How might one move from point to point on a Cartesian plane? Can a syntax of movement between moments be a system of navigation? Coordinates are recorded, these points are the moments brought forward, but do they allow anything other than positioning to be determined?
Found and to be reconsidered, and although permission has been granted, is this reconsideration a sort of appropriation? Can it be appropriation when proclaimed potential is considered at inception, does appropriation of an objects trajectory exist instead as a prompt or instruction? Is sailing simply an appropriation of the winds force, aiding in propulsion through space and time?
To consider improvisational play (as in composer Anthony Braxton’s structured improvisation), assemblage of moments as montage (as in film maker Sergei Eisenstein’s montage), doing so by means as bricolour (as in anthropologist Claude Lévi-Strauss’ bricolour), using these tools and means ready at hand, enables movement through poetics present in a trajectory.
I understand that engagement with such attempts inherently embody values of te ao Māori, specifically manaakitanga (care and hospitality) and whanaungatanga (kinship and relationships). Whanaungatanga explicitly relates to the greater Pacifica concept of the Vā, describing the space between generally or specifically the relational space between persons. There is need to acknowledge the relevance of these values, and to allow them to support and inform process, actions and subsequent making. (edited: 11-06-25)
When, as in how often, can one reevaluate a past consideration? Does this reconsideration temporally relate one to a past moment? Does desire to connect and the inability to do so, due to this temporal space become described as disconnected correspondence with a past moment? Do attempts to work through connections of past moments to the present articulate the flow of Deleuzian immanence? (Deleuze, G. 2001, Pure Immanence: Essays on a Life (Trans. Anne Boyman) Urzone Inc, New York, pg 25.)

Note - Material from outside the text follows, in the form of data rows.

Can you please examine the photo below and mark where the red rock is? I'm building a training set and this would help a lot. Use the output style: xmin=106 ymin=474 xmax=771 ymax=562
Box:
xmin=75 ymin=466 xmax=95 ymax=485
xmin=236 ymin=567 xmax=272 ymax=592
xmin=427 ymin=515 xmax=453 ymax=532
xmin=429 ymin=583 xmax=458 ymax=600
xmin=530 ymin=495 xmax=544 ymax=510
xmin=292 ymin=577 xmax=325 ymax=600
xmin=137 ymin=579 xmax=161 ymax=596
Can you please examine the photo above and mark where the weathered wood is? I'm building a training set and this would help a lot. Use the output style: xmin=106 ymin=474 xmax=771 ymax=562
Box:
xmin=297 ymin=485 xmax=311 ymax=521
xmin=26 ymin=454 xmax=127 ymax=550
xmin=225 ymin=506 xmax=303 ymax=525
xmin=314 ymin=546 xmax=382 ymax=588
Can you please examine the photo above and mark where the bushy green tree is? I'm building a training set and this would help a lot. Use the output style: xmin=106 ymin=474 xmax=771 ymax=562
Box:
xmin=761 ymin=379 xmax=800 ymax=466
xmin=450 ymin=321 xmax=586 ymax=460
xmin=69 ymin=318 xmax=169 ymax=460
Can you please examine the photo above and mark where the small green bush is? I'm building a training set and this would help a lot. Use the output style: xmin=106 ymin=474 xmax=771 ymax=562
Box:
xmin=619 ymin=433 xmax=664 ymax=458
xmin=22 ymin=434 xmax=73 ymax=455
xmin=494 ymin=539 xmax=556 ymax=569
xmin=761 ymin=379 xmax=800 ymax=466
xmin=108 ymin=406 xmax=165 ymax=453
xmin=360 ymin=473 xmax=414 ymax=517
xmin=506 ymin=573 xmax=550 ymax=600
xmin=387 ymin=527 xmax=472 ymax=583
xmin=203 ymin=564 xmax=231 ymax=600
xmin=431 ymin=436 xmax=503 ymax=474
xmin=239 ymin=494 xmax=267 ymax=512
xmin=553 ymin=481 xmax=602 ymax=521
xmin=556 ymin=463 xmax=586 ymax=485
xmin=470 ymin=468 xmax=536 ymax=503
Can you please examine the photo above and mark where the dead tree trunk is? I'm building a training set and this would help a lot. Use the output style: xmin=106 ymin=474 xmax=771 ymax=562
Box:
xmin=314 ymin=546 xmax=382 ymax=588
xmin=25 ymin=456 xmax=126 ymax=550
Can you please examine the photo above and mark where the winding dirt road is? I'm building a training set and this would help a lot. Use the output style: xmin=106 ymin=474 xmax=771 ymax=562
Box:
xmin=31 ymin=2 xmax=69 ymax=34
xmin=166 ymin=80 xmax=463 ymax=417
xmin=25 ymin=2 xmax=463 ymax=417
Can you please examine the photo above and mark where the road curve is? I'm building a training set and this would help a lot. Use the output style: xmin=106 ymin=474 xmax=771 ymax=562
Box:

Where then can a construction be held? In a state of waiting, ready to come forward into a future so engagement can be attempted. What parts are used to assemble a construction, where does the assemblage end?
What is the structure of a boat trailer? During assessment of the viability of the vessels trailer, attention is brought to reliance on all parts, including support structures, within or outside of, visible or otherwise. What is it to transport a vessel that is itself a means of transport? How long will navigation from A to B take?
Tasks often fail due to one detail or other that is made evident in the moment, eg: a bent point on the mast inhibited the sprit car from running all the way up the mast. Due to not having the sufficient tool/s on hand, the water test was limited to rowing on 27-12-24.
Although this vessel has the ability to move on water, support structures are required to enable the vessel to be transported on land. Do these structures exist as part of the vessel, unable to be separated. With one support structure replaced with another, are the previous structures still present within?
The task of replacing a rusted out trailer for a ‘new’ trailer, which was found by asking around the community my parents are a part of.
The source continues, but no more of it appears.